Making something as easy as possible to try demonstrates why you need to pay a penny? I don't follow.

pastel8739 13 hours ago | parent [-]

Yes, exactly. Because if you’d paid that penny for a server on the regular internet you would just link to the real site

dspillett 8 hours ago | parent | next [-]

Perhaps. Perhaps not…

A source repo link often gets more traction here than a link to what might turn out to be a closed, probably subscription based, service. The repo's main readme likely links direct to the product/ service/other main location [if the forge isn't being used as that] or demo location [if a public demo instance exists] should that be where I want to go immediately.

Though maybe posting both the repo link and a "live" link would be better still.

smalltorch 9 hours ago | parent | prev [-]

I just happen to not self-host my own code base. But your acting like I paid a penny for that, and self hosting git isn't possible, and we aren't on a forum which exists on the commercial internet.

rglullis 8 hours ago | parent [-]

What a silly deflection. The point is obvious: if it is as trivial as you are saying, why aren't you self-hosting?

smalltorch 8 hours ago | parent [-]

I am? Just not my codebase lol. I don't see why the two ideas need conflated.

rglullis 7 hours ago | parent [-]

It's a classic "Show, don't tell" example.

If you want to make the point that self-hosting is trivial, then show a site that you are hosting with your setup instead of just pointing to gitlab.

smalltorch 7 hours ago | parent [-]

Ok, well here is an example of how easy it would be to set up your own torum for instance. 3 or 4 commands and it's up.

https://nonogra.ph/running-a-website-inside-a-website-07-15-...

I don't feel the need or want to share my services with the world to demonstrate that.

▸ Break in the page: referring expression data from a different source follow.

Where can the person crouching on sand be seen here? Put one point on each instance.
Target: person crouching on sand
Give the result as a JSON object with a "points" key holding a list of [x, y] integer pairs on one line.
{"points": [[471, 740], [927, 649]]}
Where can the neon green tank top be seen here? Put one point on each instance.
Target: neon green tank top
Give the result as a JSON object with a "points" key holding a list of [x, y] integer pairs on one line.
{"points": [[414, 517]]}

inigyou 7 hours ago | parent [-]

Why did you still not post an onion link? It's as if you feel people don't like onion links. Which is true, and it's why people don't post onion links.

smalltorch 6 hours ago | parent [-]

Does it not demonstrate the trivialness of it which was the case I'm making?

I simply do not want to announce my address here, it's ancillary to the discussion...you shed a layer of security by deciding to make your address public, non of which would benefit the whole point of any of the services I linked.

Circling back to the main discussion of indie web, tor is a great alternative if your circle of visitors is of reasonable size and you want a place outside of the commercialized internet. It's available to anyone.

Paying the penny will certainly give you robustness and reliability...but honestly that's part of the fun of indie web.

inigyou 5 hours ago | parent [-]

It demonstrates that you don't actually believe onion links are viable.

msm_ 3 hours ago | parent [-]

GP said:

>you shed a layer of security by deciding to make your address public, non of which would benefit the whole point

It's possible to host something with no intention of making it internet-public. I also have services like that, that I only use myself or with friends. GP argument is that they don't want to share the onion link to their website, because (bluntly) we are not invited. Onion domains are actually relatively private (i mean unguessable - unlike clearnet domains), so it's possible to host private websites without any additional authorization.

Having said that, onion links carry a implicit baggage, so while I think they're great for sharing things with (technical) friends or a private VPN, they're probably not the best way to host services intended for public.